Part 2 (ch10) Questions T/F & Multiple Choice


Mark T (True) or F (False) in each of the following sentences.

1 Historically, over long horizons, investments in stocks is expected to outperform investments in bonds.

2 The expected, or mean, return is the return we expect to earn on average.

3 The realized or total return for an investment is the total return of the dividend yield and the capital gain rate.

4 The market risk premium is the expected average return of the market portfolio.

5 The total risk of a security represents only its systematic risk.

6 Because investors can eliminate idiosyncratic risk, they do not require a risk premium for taking it on.

7 Investors typically demand a higher return for investments with higher levels of risk.

8 Systematic risk can be diversified away by holding a well-diversified portfolio of assets.

9 Standard deviation is a measure of the total risk of an investment.

10 Diversification involves spreading investment across different assets to reduce risk.

11 Systematic risk is specific to individual assets and can be diversified away by holding a diversified portfolio.

12 The risk-return tradeoff suggests that higher returns are associated with higher levels of risk.

13 Investors always prefer investments with lower risk, even if it means sacrificing potential returns.

14 In finance, risk refers to the uncertainty that an investment’s actual return will differ from its expected return.

15 The market risk premium represents the excess return that investors expect to earn from investing in the market over the risk-free rate.

16 Systematic risk, also known as market risk, is the risk that is inherent to the entire market or an entire market segment.

17 Systematic risk cannot be eliminated through diversification because it affects the entire market.

18 Systematic risk is specific to individual assets and can be diversified away by holding a diversified portfolio.

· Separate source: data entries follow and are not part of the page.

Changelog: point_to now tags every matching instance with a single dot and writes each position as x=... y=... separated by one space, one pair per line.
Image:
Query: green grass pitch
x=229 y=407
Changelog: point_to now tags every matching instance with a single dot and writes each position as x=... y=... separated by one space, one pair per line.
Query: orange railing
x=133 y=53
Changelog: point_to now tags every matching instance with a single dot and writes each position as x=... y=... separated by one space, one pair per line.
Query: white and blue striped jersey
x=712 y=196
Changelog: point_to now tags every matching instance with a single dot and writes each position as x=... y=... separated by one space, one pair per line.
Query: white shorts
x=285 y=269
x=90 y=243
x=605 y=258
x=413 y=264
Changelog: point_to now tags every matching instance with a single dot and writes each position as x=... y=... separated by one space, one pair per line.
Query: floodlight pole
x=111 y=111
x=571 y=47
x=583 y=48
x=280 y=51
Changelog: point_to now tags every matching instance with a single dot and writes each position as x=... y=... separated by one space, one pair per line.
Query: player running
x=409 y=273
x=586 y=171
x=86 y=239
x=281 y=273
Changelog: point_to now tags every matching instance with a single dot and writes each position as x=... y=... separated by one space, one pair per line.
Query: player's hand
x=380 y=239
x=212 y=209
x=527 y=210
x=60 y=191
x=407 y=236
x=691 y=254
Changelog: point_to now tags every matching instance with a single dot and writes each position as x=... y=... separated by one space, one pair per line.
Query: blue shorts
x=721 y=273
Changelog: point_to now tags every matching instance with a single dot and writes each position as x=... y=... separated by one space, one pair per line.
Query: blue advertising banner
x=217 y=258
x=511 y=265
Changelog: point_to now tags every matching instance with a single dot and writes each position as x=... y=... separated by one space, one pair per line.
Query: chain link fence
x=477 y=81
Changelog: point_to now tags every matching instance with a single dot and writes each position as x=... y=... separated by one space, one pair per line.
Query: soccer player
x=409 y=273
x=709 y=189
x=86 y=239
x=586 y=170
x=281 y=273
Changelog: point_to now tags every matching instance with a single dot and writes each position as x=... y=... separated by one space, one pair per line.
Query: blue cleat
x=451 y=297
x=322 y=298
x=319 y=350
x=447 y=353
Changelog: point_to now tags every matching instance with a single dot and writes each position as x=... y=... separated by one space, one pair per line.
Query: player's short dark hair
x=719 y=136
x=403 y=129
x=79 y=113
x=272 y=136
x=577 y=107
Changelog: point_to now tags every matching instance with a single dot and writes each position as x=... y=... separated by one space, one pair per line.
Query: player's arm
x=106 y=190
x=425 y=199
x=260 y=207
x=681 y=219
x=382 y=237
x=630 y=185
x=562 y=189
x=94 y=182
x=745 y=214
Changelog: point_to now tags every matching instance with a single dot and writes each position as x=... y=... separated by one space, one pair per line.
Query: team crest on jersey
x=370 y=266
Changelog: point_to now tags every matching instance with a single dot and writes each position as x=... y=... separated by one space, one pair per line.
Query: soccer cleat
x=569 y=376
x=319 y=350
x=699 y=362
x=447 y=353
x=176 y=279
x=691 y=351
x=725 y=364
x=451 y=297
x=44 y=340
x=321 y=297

19 The following risk is an example of firm-specific risk: The risk that the founder and CEO retires

20 The following risk is an example of firm-specific risk: The risk that oil prices rise, increasing production costs

21 The following risk is an example of firm-specific risk: The risk that a product design is faulty and the product must be recalled

22 The following risk is an example of firm-specific risk: The risk that the economy slows, reducing demand for the firm’s products.

23 A value-weighted portfolio is an equal-ownership portfolio: the investors holds an equal fraction of the total number of shares outstanding of each security in the portfolio.

24 If investors have homogeneous expectations, then each investor will identify the same portfolio as having the highest Sharpe ratio in the economy.

25 An assumption of the CAPM is that investors are rational and will always prefer a higher over a lower Sharpe ratio.

26 An assumption of the CAPM is that only informed investors are allowed to borrow or lend at the risk-free rate.